UPDATED, Dec. 19, 12 p.m. — For more than a year, parents of the 480,000 students in the Los Angeles Unified School District have anxiously watched a low-simmering contract dispute with the district's teachers union, wondering when the feud might boil over.

On Wednesday, parents got their answer.

Teachers union leaders announced they will call a strike on Jan. 10 if they haven't reached a contract agreement with LAUSD by then. It would be the first work stoppage called by United Teachers Los Angeles since the union's nine-day strike in 1989.

At a press conference, UTLA president Alex Caputo-Pearl said union negotiators would not return to the bargaining table until the district takes "a different approach to having discussions."

"We're not going to go through another 20 months of unfair bargaining practices on the part of the district," Caputo-Pearl said. "We have several core issues they've literally never responded to — around early education, regulation of charter [schools], limiting standardized tests."

"The district knows where we are," Caputo-Pearl added. "We're right down the street from each other."

The announcement comes one day after a neutral third party — known as a fact-finder — unveiled recommendations for settling the dispute.

But neither UTLA nor LAUSD is bound to accept the fact-finder's suggestions.
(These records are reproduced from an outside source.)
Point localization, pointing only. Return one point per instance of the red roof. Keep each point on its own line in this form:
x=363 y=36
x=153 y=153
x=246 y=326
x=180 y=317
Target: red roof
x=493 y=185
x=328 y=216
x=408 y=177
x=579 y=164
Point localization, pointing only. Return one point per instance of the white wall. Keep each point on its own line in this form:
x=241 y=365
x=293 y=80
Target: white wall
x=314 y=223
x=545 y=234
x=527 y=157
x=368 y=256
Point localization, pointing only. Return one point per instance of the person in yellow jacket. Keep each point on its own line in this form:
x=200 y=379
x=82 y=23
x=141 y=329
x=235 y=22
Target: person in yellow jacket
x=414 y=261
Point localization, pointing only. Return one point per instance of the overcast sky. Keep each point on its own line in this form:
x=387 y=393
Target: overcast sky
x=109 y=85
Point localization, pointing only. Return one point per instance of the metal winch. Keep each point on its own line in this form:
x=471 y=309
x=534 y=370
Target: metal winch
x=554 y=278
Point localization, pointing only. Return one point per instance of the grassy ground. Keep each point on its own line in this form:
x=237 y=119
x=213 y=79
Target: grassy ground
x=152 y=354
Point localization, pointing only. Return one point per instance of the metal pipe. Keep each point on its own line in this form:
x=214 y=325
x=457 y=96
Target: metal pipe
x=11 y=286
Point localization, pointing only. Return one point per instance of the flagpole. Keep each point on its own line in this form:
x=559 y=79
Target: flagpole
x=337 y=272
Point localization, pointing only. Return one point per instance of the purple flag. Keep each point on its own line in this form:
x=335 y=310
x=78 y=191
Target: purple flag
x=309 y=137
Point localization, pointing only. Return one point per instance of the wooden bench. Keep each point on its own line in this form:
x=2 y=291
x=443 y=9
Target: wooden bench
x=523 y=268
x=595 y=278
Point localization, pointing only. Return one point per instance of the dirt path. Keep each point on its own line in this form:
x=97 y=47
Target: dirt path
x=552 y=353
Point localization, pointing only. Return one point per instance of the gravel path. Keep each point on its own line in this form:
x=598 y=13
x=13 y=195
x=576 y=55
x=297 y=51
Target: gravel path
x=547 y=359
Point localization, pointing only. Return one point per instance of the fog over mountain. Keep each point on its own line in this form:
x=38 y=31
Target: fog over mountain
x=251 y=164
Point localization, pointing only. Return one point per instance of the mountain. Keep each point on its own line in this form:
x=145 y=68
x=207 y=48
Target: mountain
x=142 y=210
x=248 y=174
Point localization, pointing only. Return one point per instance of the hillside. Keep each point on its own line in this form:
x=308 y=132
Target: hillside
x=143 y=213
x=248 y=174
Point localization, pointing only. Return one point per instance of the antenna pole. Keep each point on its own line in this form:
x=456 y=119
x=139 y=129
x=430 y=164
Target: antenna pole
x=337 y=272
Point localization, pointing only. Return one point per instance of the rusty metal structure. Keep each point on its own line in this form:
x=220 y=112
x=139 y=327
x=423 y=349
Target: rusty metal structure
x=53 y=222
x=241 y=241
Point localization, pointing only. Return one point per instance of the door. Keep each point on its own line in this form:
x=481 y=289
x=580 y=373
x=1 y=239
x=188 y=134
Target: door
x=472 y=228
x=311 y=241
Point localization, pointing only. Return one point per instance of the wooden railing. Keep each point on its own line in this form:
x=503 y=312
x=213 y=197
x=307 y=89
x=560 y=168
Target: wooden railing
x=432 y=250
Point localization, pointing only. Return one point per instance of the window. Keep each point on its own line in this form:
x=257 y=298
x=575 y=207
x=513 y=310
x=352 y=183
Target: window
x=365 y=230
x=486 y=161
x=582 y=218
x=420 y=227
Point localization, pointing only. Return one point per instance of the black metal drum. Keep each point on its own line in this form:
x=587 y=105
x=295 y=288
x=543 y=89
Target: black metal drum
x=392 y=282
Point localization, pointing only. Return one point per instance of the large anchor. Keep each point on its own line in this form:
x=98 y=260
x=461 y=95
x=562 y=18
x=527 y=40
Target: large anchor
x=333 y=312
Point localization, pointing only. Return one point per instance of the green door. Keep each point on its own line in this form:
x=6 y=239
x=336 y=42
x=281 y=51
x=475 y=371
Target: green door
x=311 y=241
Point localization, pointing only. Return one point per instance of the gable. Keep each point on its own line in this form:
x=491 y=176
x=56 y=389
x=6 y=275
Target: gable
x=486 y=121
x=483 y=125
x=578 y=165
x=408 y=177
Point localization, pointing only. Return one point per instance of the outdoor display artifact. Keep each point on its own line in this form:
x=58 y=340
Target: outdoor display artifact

With the release of the fact-finder's report, there's nothing to legally stop UTLA from striking.


READ MORE: A comprehensive guide to the UTLA-LAUSD dispute, including a breakdown of the issues at stake.


On Tuesday, the fact-finder validated some of the arguments that both sides had been making at the bargaining table.

He urged to UTLA settle at the district's salary offer and concluded that both the union and LAUSD had valid points about regulating class sizes. The fact-finder pushed the two sides to return to the table to resolve the outstanding class size points and punt on almost all other outstanding items as too complicated, too ambitious or too costly.

LAUSD superintendent Austin Beutner may have inflamed tensions further with his comments about the fact-finding report. Materials displayed next to Beutner at a press conference Tuesday claimed UTLA had "agreed" to the district's salary offer — a 6 percent raise.

"The report says LAUSD's offer of 6 percent is appropriate," he said, "and UTLA has agreed that it's appropriate."

Afterward, UTLA leaders accused Beutner of stretching the facts. The union has not agreed to a 6 percent raise as a matter of contract negotiations; the union's appointee to the fact-finding panel had merely concurred with the fact-finder's recommendation of accepting the district's salary offer.

"Implying that an agreement has been reached," Caputo-Pearl said in a statement, "tells us he is more interested in perpetuating falsehoods than finding a real path to an agreement."

Teachers have been working without a contract for more than a year, and negotiations have been ongoing since as early as January 2017. In July of this year, teachers declared an impasse and walked away from unmediated contract talks. Mediation followed in the fall, but proved unsuccesful.


UPDATED, Dec. 19, 12 p.m.: This story was updated to include new comments from Caputo-Pearl.